KABRİN ARKASINI ÖGRENMEK

”İşte, o zat, bir saadet-i ebediyenin muhbiri, müjdecisi, bir rahmet-i bînihâyenin kâşifi ve ilâncısı ve saltanat-ı Rububiyetin mehâsininin dellâlı, seyircisi ve künûz-u esmâ-i İlâhiyenin keşşâfı, göstericisi olduğundan, böyle baksan-yani ubûdiyeti cihetiyle-onu bir misal-i muhabbet, bir timsal-i rahmet, bir şeref-i insaniyet, en nuranî bir semere-i şecere-i hilkat göreceksin. Şöyle baksan yani risaleti cihetiyle bir burhan-ı hak, bir sirac-ı hakikat, bir şems-i hidayet, bir vesile-i saadet görürsün.

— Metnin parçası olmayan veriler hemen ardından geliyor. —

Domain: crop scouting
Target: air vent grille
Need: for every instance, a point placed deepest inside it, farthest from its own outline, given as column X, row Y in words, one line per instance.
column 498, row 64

İşte, bak: Nasıl berk-i hâtıf gibi, onun nuru şarktan garbı tuttu. Ve nısf-ı arz ve hums-u beşer, onun hediye-i hidayetini kabul edip hırz-ı can etti. Bizim nefis ve şeytanımıza ne oluyor ki, böyle bir zâtın bütün dâvâlarının esası olan Lâ ilâhe illâllah’ı, bütün meratibiyle beraber kabul etmesin?”
(On Dokuzuncu Söz, Altıncı Reşha)

Peygamber Efendimiz Aleyhisselatü Vesselam, kabrin arkasını insan aklının göremediği sonsuz mutlulugu müjdeliyor. Rahmeti sonsuz olan Allah’ı doğru ve hak bir şekilde keşfedip ilan ediyor. İnsanları da buna davet ediyor.

Allah’ı varlığı, birliği ile değil, isim ve sıfatları ile keşfedip gizli hazineler hükmünde olan isimlerini hem görüyor hem de bize gösteriyor.

Peygamber Efendimiz (asm)’e bu gözle baktığımız zaman O’nun hakkın bir delili, hakikatin bir lambası, hidayetin güneşi ve saadetin en kuvvetli ve sarsılmaz bir vesilesi olduğunu anlar ve görürüz.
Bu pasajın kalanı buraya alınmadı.